Types of Cloud Attacks
- Denial of Service (DoS) Attacks
- Malware Injection Attack
- Side-Channel Attack
- Network-based co-residence check
- Brute forcing
- Authentication and MiTM Attack
- Hypercall Attacks
- Exploiting Live Migration
How do you protect from Cloud Attacks?
- Cloud users must ensure that the data stored in the cloud is encrypted and keep the key securely, as they lose a great deal of control over the hosting process after moving their data to remote servers.
- Detect side-channel attack only during the deployment phase. It can be done by collecting records for start and stop machines and importing them into a SIEM solution.
- A large number of new machines appearing and shutting down in a defined time may indicate that an attacker is performing unusual activities.
- Instead of simple username and password verification control, strong password creation policies should be established, and multi-factor authentication should be implemented.
What are Malvertising Attacks?
Malware has long been one of the attack vectors used by threat actors. Attackers now use malicious ads to appear more legitimate to their targets, thereby infecting target systems with malware.
With this technique, attackers redirect users to malicious websites or inject code into advertisements that will directly install malware on the device. The malicious ads used can be difficult to spot as they are paid through legitimate ad providers.
How do you protect from Malvertising Attacks?
- Firewalls can perform reliability-oriented queries on the URLs that the user wants to visit, including checks such as the registration date, the number of visitors, and the history of malicious activity.
- IDS systems are used on network discovery, browser identification, etc. It can detect malicious scripts such as exploit codes and common hiding techniques of these codes.
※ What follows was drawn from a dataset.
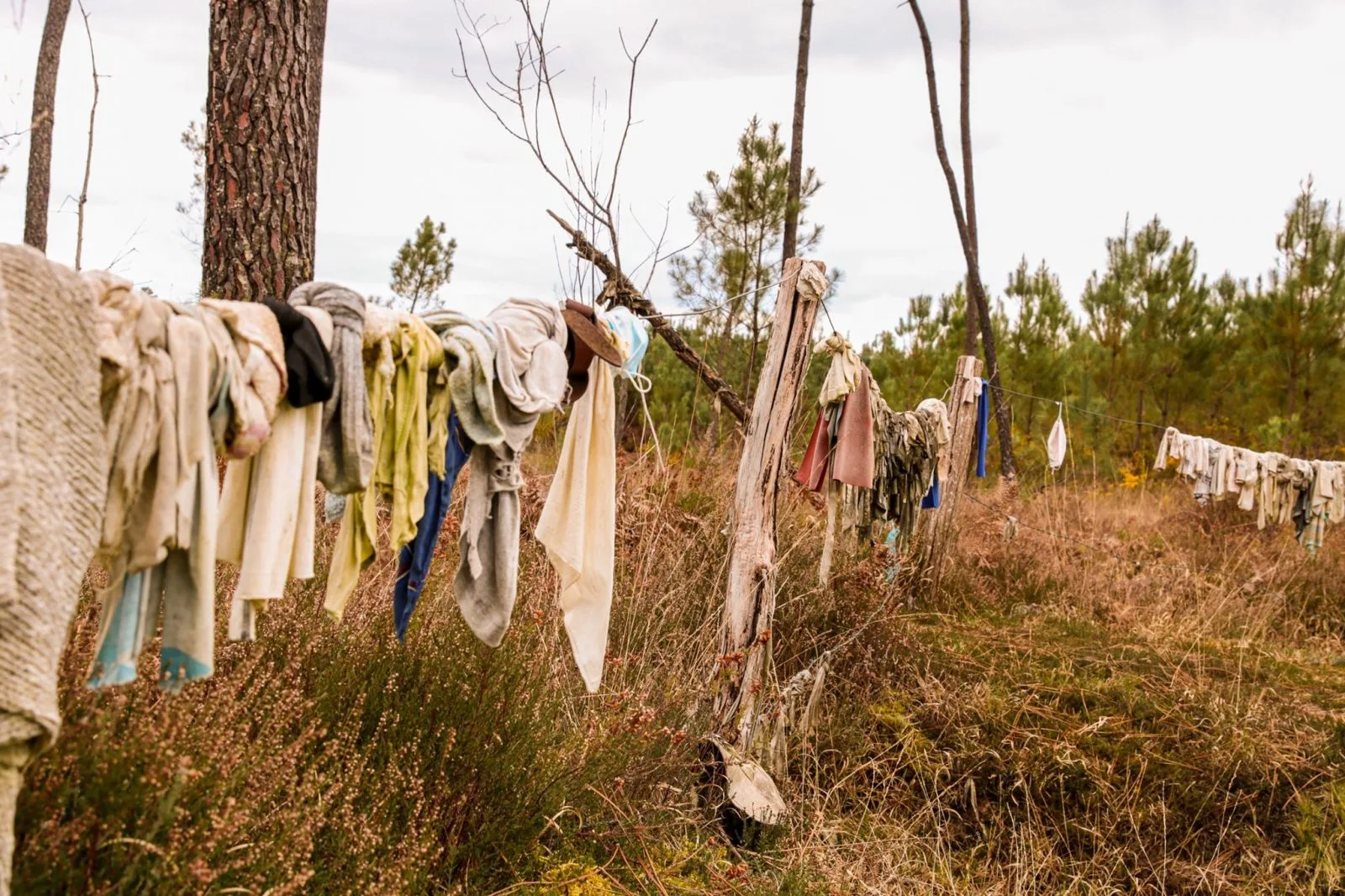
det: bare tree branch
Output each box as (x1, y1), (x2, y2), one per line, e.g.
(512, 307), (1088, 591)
(76, 0), (98, 271)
Organizations that adopt digitalization with rapidly developing technologies can significantly reduce the threats against them without creating an excellent cyber security infrastructure and implementing audit policies.
We aimed to create reference points so that you can find the steps that can be taken to reduce the attack vectors with an overview of the cyber threats that may be against every institution/organization regardless of the sector.